Vorne weg: Das nötige Kleingeld, um einen neuen Mercedes zu kaufen, habe ich nicht. Aber das sollte bei der Betrachtung eines Online-Shops auch eher nebensächlich sein. Wer weiß, vielleicht bestelle ich irgendwann auch einmal einen Neuwagen im Netz. Schließlich ist der Einkauf online allgemein bequem. Daimler hat den Mercedes-Shop jedenfalls in Anbetracht der Tatsache gegründet, dass immer mehr Menschen im Internet shoppen. Womit der Hersteller auch ein wenig zugibt, die Entwicklung verschlafen zu haben.

In aller Fairness: Autos über das Internet zu verkaufen, scheint wirklich schwierig. Schließlich ist ein Neuwagen kein Produkt, welches sich gut einpacken und per Postboten oder Liefer-Drohne zustellen lässt. Dass die Autoindustrie also ein wenig länger brauchte, einen Online-Shop auf die Beine zu stellen, ist verständlich und verzeihbar. Jetzt ist die erste Verkaufsplattform aber da und die Frage stellt sich: Wie gut wirkt der erste Auftritt der Autoindustrie als Online-Händler?

Kleine Stolpersteine trüben den ersten Blick

Auf den ersten Blick wirkt die Seite durchaus ansprechend. Insgesamt hat man vier Modelle zur Auswahl, drei davon in verschiedenen Konfigurationen. Und hier ergeben sich auch die ersten Stolpersteine. Denn wenn man mehrere zehntausend Euro für einen Neuwagen ausgibt, will man gewiss keinen vorkonfigurierten Wagen. Nicht einmal die Lackfarbe lässt sich ändern – und das sollte nach 100 Jahren Auto doch inzwischen die leichteste Übung sein.
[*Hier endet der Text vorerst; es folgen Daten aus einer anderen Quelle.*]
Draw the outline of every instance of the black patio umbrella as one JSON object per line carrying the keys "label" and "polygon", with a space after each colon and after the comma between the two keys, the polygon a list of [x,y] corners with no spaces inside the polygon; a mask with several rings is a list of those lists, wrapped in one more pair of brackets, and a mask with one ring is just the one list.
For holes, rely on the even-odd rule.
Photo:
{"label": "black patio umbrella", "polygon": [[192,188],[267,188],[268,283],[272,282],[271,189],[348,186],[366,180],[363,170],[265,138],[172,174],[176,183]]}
Auch bei den Fahrzeug-Bildern gibt es den störenden Beisatz: „Alle Abbildungen nur beispielhaft und zu Illustrationszwecken. Das bestellte Fahrzeug kann von Abbildungen abweichen.“ Zweifellos eine rechtliche Absicherung, aber mit beunruhigender Wirkung für den Kunden: Bekomme ich das Fahrzeug nun, wie es abgebildet ist? Oder bestelle ich – überspitzt gesagt – ein rotes Auto und bekomme ein blaues? Immerhin: An Fotos wird nicht gespart, es gibt sogar eine 3D-Ansicht des Wagens von außen und innen. Über einen Button lässt sich sogar von Tag auf Nacht schalten, damit man die Beleuchtung in voller Pracht betrachten kann. Ein nettes kleines Gimmick.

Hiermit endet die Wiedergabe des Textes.